The Active Travel Framework brings together the key policy approaches to improving the uptake of walking and cycling in Scotland for travel. Its ambition is that by 2030, Scotland’s communities will be shaped around people and place, encouraging walking and cycling to be the most popular mode of travel.

The benefits of more people cycling and walking include:

  • easing congestion
  • reducing noise pollution
  • cutting exhaust emissions
  • improving health
  • giving us more time to enjoy our urban spaces
  • saving money

 

The National Transport Strategy also promotes walking, wheeling and cycling over single car use.

Resources

The World Health Organisation provides information which supports local planners in developing active environments.

Cycling by Design offers extensive guidance on providing cycle facilities.

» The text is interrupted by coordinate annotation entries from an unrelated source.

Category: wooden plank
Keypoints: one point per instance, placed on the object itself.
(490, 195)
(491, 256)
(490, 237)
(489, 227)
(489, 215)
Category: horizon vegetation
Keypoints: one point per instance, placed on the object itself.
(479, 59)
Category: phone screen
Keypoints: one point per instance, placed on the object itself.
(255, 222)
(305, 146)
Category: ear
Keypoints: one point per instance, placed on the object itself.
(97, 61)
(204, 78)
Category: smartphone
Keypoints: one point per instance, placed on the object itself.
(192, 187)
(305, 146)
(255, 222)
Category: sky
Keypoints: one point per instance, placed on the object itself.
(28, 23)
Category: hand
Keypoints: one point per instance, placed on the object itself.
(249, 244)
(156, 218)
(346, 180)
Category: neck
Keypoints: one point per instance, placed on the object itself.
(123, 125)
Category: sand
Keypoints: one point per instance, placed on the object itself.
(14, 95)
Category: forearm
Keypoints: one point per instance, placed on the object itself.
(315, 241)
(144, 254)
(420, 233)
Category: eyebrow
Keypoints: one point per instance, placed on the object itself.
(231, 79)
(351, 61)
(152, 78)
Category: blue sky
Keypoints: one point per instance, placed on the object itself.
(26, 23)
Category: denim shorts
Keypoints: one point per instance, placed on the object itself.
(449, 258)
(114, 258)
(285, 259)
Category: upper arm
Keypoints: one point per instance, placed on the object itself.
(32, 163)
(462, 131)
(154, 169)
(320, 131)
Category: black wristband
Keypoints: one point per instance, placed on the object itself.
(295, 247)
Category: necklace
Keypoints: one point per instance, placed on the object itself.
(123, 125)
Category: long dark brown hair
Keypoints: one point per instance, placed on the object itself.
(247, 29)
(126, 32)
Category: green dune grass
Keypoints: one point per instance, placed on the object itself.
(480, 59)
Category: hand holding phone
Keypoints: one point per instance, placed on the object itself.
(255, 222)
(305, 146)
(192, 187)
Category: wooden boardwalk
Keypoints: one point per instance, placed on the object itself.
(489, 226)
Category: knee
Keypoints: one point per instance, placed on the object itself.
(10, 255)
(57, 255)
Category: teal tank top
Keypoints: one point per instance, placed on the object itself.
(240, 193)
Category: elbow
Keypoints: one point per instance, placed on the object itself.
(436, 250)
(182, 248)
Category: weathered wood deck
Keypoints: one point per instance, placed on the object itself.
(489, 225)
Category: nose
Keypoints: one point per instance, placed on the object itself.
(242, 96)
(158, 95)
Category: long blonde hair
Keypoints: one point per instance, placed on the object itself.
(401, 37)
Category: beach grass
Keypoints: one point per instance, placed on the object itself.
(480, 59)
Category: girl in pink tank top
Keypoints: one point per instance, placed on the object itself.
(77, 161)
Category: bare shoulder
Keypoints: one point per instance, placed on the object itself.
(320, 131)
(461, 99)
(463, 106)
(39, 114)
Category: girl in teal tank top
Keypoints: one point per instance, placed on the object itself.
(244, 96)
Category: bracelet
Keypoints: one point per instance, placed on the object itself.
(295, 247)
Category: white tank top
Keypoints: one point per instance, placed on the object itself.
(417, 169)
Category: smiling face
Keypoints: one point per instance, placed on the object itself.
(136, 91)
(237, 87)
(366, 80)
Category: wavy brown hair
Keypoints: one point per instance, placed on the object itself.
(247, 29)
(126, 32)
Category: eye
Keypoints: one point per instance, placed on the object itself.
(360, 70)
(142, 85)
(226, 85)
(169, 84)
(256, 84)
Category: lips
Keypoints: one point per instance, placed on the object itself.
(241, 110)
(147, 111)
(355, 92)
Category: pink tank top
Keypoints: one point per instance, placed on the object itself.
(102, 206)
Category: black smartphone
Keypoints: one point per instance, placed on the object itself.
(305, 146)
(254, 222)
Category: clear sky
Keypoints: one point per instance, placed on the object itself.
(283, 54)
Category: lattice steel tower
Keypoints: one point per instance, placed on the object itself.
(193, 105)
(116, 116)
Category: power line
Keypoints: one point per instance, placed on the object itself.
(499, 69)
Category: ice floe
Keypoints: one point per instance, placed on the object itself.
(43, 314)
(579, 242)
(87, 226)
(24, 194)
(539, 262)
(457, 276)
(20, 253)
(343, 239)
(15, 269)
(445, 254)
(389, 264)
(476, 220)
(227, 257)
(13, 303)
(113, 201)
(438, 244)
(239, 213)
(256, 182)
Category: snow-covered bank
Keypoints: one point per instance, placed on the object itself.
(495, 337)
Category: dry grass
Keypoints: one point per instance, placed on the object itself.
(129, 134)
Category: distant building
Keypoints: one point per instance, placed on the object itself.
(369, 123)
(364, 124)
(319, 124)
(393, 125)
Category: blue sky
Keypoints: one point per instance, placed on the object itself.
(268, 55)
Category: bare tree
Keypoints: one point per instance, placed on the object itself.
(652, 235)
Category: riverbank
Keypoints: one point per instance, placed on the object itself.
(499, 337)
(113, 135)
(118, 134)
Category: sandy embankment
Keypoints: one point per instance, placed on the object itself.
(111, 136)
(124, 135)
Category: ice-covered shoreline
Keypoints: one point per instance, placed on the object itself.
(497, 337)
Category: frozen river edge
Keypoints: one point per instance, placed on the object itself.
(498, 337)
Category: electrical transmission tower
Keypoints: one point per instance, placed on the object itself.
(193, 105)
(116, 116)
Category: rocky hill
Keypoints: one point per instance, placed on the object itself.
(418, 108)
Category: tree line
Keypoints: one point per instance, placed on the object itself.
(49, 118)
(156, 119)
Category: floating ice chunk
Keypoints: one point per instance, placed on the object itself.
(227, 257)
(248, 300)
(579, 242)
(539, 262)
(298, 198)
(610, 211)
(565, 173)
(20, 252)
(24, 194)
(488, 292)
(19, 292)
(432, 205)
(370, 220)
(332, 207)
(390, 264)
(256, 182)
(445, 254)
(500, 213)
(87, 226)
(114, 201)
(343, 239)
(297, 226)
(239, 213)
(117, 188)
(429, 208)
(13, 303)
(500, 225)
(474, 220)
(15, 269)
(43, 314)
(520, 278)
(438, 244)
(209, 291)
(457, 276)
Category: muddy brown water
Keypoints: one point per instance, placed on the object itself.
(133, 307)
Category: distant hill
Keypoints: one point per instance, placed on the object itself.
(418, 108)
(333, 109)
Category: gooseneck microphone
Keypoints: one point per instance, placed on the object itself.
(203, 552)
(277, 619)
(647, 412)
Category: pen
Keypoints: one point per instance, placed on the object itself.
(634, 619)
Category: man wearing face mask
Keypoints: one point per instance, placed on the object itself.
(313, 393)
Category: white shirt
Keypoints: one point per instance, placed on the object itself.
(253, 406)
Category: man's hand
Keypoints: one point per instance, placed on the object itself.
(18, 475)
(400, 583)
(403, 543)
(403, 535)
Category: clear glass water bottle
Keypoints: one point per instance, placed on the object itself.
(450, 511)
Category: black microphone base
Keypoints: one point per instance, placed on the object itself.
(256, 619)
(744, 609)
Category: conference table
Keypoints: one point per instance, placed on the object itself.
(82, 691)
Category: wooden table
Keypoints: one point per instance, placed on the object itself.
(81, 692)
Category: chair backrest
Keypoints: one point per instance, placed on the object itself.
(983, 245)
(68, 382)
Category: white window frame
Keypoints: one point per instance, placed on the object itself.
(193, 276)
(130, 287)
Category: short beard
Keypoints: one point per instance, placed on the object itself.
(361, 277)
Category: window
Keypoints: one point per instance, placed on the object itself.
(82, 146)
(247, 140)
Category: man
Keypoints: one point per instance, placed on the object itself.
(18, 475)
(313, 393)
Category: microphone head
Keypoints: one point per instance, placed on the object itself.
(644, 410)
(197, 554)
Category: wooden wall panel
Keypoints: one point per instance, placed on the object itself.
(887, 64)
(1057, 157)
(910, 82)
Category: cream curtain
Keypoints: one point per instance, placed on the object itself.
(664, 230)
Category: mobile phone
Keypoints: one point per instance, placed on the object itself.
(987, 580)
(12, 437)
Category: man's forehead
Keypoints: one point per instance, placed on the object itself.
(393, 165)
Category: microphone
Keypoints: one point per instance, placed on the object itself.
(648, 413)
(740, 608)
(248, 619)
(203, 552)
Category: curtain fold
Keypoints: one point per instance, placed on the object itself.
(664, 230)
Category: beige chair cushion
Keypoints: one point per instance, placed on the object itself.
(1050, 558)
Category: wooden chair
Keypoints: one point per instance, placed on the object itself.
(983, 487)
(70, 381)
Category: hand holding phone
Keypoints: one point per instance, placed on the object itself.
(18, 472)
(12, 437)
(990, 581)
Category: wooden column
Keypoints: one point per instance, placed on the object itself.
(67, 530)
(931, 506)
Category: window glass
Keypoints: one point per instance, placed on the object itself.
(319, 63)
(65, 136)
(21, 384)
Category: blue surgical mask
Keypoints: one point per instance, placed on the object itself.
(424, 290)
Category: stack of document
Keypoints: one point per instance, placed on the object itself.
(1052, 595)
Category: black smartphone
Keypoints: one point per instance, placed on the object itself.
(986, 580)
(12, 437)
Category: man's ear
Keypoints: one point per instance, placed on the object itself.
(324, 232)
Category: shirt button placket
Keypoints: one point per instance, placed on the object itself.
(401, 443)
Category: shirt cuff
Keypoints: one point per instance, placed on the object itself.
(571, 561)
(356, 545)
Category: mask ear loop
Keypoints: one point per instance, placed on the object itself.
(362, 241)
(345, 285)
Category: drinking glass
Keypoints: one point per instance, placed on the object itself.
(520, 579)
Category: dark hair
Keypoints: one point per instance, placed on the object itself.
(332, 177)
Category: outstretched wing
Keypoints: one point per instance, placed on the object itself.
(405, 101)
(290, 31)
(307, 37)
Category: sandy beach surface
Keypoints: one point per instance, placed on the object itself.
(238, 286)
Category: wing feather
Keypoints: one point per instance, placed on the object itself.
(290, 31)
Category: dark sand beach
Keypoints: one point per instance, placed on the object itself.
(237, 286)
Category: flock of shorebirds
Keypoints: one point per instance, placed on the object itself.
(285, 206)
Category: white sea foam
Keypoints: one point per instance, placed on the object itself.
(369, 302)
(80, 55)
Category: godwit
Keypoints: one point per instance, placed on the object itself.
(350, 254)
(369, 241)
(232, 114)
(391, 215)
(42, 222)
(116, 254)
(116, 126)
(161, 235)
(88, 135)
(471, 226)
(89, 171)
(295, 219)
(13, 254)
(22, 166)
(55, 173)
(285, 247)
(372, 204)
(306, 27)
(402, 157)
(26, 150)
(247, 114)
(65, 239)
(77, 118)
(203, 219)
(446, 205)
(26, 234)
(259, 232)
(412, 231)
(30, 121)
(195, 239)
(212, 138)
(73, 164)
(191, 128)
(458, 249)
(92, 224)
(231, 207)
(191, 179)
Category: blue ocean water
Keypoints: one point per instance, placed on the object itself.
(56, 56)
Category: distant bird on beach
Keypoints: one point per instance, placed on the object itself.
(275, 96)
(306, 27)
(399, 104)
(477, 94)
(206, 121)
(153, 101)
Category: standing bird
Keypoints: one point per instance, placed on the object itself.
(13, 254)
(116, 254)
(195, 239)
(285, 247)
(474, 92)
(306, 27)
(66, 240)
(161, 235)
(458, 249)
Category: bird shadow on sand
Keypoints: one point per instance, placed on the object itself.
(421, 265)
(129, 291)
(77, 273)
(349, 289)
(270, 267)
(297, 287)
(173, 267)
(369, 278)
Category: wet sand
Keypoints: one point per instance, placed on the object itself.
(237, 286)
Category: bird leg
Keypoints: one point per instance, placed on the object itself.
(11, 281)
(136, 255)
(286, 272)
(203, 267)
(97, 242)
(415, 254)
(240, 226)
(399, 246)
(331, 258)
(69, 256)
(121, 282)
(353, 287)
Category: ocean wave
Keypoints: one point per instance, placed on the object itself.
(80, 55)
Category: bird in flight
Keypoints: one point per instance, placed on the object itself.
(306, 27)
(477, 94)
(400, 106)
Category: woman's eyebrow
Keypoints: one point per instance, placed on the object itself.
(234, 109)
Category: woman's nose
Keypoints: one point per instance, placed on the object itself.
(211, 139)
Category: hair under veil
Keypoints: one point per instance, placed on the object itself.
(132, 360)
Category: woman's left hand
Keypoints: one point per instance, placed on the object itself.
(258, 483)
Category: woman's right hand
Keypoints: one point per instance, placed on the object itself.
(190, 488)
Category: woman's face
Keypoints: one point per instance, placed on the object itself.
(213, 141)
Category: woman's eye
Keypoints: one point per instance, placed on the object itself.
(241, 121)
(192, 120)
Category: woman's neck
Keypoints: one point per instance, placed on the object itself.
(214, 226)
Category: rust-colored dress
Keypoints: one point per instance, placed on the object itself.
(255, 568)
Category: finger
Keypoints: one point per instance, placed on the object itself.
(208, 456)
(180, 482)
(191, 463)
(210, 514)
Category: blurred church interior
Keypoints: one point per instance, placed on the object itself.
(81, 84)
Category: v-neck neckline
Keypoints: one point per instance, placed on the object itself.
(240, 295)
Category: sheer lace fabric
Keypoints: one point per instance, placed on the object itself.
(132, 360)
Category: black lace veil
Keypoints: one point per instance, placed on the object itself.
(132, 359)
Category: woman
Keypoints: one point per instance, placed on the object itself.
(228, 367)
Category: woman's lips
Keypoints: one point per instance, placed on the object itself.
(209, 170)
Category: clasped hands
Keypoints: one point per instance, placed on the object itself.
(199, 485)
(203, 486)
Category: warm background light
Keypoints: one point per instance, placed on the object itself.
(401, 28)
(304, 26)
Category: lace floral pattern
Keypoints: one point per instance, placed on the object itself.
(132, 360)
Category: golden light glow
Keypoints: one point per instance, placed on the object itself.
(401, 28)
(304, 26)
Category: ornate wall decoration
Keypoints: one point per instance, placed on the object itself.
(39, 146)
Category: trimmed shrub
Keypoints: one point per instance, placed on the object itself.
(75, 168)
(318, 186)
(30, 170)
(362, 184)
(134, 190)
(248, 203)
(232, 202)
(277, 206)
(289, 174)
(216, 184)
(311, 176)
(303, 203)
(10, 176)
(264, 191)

National Physical Activity Pathway developed by Public Health Scotland can be used to structure a conversation with adults about their physical activity using five simple steps. The pathway is cyclical in nature and is designed to motivate and enable adults not currently meeting the CMO guidelines to be more active.

Physical inactivity contributes to nearly 2,500 deaths in Scotland annually, costing the NHS around £94 million

British Heart Foundation Research, 2012

Urban Design - Transport and Population Health

With the world’s population estimated to reach 10 billion by 2050, with 75% living in cities, city planning is now being recognised as a part of a comprehensive solution to tackling adverse health outcomes. Professor Mark Stevenson, an epidemiologist and Professor of Urban Transport and Public Health at the University of Melbourne, said momentum and awareness is growing around the health and well-being benefits available through changes to city planning and transport modal shift.